The Byzantine Empire in 527 and 565, after Bellisarius conquests for Justinian
In October 2001 my sisters and I spent a week in Istanbul. I remember reading the travel guide and learning more than a few things. Mostly about the Islamic Constantinople, after the Fall, which the Turks know as “the Conquest” instead (I had never thought of that fine example of political semantics before).
Romans knew how to choose the location for a city
But also a few about, for example, the Fourth Crusade and the difficult relations of the East and the West or about Constantine, Justinian, Hagia Sophia or the Hippodrome. Or Atatürk and Gallipoli, for some more contemporary stuff. But indeed, I think that for most Western Europeans, even the cultured ones, there is some kind of gap in history, nothing less than a one-thousand year gap, between the division of the Roman Empire and 1453.
Things I liked a lot about the series. This is a miscellanea of things, some of the things I may have known in some primitive form of knowledge but after this podcast series they became an insight:
- The name of Byzantine Empire was given to the Eastern Roman Empire by historians after it disappeared. During its existence it was known by several other names such as “Rome”, “Romania” or “Empire of Constantinople”.
- So that’s why it was so important that Charlemagne became Emperor! … there was already an Emperor in Constantinople to which the Easterners considered legitimate heir of the Roman Empire.
- Irene of Athens, who was about to marry Charlemagne. What a character! I had never heard of her before. She ordered her own son to be blinded and killed her, one of the most brutal crimes in the long of the history of the Empire.
- I never knew how small the Byzantine Empire actually was when it fell. I discovered this map in my research post-podcast.
- And also another map that shows what Constantinople was in 1453. The coast line is different from the one I strolled in 2001. These bays are not there anymore.
- The tragic death of Constantine XI Palaiologos fighting the Turks in the streets of his city and whose corpse was never recovered. I found very interesting Its ascension to myth and its symbolic importance for Greek nationalism since.

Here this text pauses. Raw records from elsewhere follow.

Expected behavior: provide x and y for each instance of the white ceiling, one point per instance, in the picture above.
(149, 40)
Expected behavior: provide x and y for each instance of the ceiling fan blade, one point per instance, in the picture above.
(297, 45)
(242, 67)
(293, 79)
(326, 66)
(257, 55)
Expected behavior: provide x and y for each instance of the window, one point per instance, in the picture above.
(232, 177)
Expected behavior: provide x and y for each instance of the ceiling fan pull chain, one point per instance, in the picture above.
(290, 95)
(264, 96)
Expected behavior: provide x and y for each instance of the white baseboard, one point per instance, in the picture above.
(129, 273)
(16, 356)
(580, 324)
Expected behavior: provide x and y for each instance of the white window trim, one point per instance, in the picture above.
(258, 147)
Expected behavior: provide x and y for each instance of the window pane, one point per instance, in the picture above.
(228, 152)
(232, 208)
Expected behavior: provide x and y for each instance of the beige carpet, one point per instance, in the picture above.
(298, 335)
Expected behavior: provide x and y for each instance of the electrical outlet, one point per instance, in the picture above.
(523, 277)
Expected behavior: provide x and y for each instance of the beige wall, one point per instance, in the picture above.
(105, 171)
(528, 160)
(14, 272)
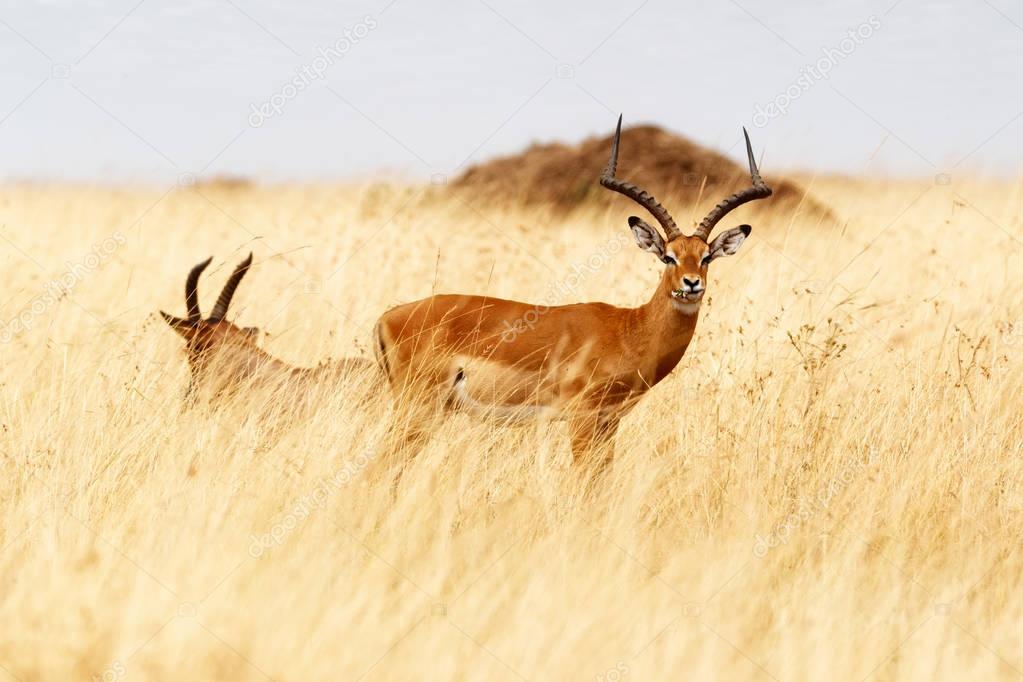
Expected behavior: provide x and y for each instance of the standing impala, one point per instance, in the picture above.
(223, 357)
(587, 363)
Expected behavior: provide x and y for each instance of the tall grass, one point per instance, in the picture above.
(828, 487)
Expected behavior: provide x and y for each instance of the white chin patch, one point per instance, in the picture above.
(686, 307)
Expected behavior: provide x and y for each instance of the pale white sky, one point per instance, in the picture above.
(144, 91)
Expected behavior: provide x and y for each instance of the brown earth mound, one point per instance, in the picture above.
(666, 165)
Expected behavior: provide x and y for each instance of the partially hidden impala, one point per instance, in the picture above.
(224, 358)
(586, 363)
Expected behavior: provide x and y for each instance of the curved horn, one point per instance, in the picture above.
(759, 190)
(639, 196)
(191, 289)
(220, 309)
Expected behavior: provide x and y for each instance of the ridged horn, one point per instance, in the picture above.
(759, 190)
(220, 309)
(640, 196)
(191, 289)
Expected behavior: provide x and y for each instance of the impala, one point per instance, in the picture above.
(587, 363)
(223, 357)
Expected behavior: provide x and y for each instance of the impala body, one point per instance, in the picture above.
(587, 363)
(224, 358)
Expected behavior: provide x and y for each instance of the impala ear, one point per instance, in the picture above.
(647, 237)
(728, 241)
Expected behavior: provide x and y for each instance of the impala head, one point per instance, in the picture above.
(686, 257)
(204, 334)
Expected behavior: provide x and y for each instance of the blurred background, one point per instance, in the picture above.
(154, 91)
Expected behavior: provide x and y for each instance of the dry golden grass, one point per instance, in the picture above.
(829, 486)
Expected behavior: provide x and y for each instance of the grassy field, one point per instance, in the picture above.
(828, 487)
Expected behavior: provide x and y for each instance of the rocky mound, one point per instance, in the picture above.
(668, 166)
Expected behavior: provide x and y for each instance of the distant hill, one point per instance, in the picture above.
(669, 166)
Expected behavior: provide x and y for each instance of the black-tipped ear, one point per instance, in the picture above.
(647, 237)
(728, 241)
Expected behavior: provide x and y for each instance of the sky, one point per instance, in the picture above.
(162, 91)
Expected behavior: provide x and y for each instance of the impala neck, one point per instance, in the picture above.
(670, 326)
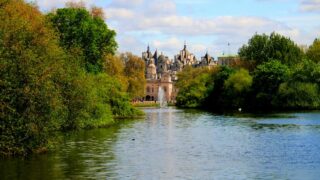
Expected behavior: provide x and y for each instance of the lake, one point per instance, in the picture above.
(171, 143)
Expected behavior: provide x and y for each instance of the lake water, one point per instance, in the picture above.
(184, 144)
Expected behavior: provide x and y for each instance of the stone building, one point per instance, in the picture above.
(161, 71)
(227, 60)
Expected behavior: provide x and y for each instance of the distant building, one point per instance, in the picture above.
(227, 60)
(161, 71)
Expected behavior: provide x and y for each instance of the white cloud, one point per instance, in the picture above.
(159, 22)
(310, 6)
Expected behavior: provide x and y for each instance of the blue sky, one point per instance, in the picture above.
(205, 25)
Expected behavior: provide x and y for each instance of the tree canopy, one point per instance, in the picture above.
(84, 35)
(313, 52)
(262, 48)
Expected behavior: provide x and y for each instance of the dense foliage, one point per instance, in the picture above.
(282, 77)
(262, 48)
(85, 35)
(44, 86)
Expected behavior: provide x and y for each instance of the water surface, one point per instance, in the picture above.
(184, 144)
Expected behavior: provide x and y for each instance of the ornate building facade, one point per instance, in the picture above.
(161, 72)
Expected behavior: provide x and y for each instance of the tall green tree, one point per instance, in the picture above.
(313, 52)
(266, 81)
(262, 48)
(31, 61)
(194, 86)
(134, 72)
(237, 88)
(85, 35)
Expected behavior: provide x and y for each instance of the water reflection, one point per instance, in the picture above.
(172, 143)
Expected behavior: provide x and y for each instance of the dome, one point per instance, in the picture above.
(161, 58)
(151, 66)
(151, 70)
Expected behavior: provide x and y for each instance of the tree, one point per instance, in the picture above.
(31, 104)
(134, 71)
(313, 52)
(84, 35)
(194, 86)
(114, 66)
(298, 95)
(262, 48)
(266, 81)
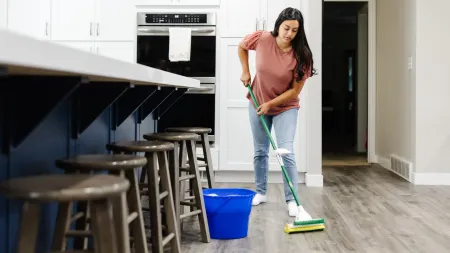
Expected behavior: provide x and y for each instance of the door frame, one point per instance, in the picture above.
(313, 15)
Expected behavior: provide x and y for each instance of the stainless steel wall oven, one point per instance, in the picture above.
(197, 106)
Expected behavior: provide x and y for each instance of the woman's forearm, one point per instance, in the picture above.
(243, 57)
(290, 94)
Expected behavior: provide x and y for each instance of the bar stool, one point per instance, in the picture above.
(203, 132)
(123, 166)
(156, 154)
(188, 139)
(98, 189)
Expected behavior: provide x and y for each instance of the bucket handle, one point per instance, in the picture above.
(217, 209)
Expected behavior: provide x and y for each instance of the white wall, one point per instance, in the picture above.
(413, 119)
(395, 83)
(433, 87)
(3, 11)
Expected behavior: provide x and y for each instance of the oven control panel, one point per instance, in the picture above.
(176, 18)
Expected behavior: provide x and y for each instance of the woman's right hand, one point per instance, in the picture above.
(245, 78)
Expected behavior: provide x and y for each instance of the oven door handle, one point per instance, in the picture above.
(165, 31)
(206, 90)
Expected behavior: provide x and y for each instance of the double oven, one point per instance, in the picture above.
(197, 106)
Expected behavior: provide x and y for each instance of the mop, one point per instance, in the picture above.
(303, 221)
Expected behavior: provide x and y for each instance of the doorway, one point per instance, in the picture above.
(345, 83)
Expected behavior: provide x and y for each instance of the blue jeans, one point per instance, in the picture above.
(285, 125)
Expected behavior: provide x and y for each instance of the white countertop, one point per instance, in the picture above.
(26, 55)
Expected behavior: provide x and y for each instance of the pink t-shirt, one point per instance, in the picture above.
(275, 70)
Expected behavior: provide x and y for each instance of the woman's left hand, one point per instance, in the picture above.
(263, 109)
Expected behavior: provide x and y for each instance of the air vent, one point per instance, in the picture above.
(401, 167)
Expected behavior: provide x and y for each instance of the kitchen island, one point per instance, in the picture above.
(57, 101)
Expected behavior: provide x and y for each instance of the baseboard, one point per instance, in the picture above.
(248, 176)
(314, 180)
(383, 161)
(418, 178)
(431, 178)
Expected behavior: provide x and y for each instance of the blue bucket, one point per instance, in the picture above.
(228, 212)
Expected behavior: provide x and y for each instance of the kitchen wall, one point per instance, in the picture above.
(412, 105)
(395, 83)
(432, 149)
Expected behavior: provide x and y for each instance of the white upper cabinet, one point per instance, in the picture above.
(239, 18)
(30, 17)
(102, 20)
(114, 20)
(177, 2)
(73, 20)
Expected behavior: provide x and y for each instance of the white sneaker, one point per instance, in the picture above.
(292, 208)
(258, 199)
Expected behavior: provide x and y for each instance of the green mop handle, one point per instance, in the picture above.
(261, 117)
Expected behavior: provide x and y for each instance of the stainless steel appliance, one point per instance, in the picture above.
(197, 106)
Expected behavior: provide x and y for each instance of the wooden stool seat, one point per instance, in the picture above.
(101, 162)
(127, 208)
(61, 187)
(185, 141)
(195, 130)
(140, 146)
(99, 190)
(171, 136)
(157, 167)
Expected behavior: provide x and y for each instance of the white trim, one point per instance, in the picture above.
(418, 178)
(431, 178)
(314, 180)
(248, 176)
(372, 82)
(383, 161)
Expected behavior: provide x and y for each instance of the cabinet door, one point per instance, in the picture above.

- The Latin Empire (1204-1261) established after the Fourth Crusade is quite a history on its own. Also that sad destination of the bones of Enrico Dandolo,
- Constantinople was not the last Christian city to fall to the Turks. After its fall in 1453, there were three successor empires which outlasted the city of cities: Trebizond (1461), Nicaea (1461), Epirus (1479).
- In October 2006 I entered the tomb of Tuthmose III in the Valley of the Kings, close to Luxor in Egypt. Weeks later I came to realize that I had already seen its obelisk in Istanbul. Very close to it, the Serpent Column, which I did not quite appreciate in its time. Now I’ve read of its long history.
There were indeed many other things that I learnt or that increased my knowledge in this or that respect. This is a mere sample and I recommend to go to the sources to find about it yourselves.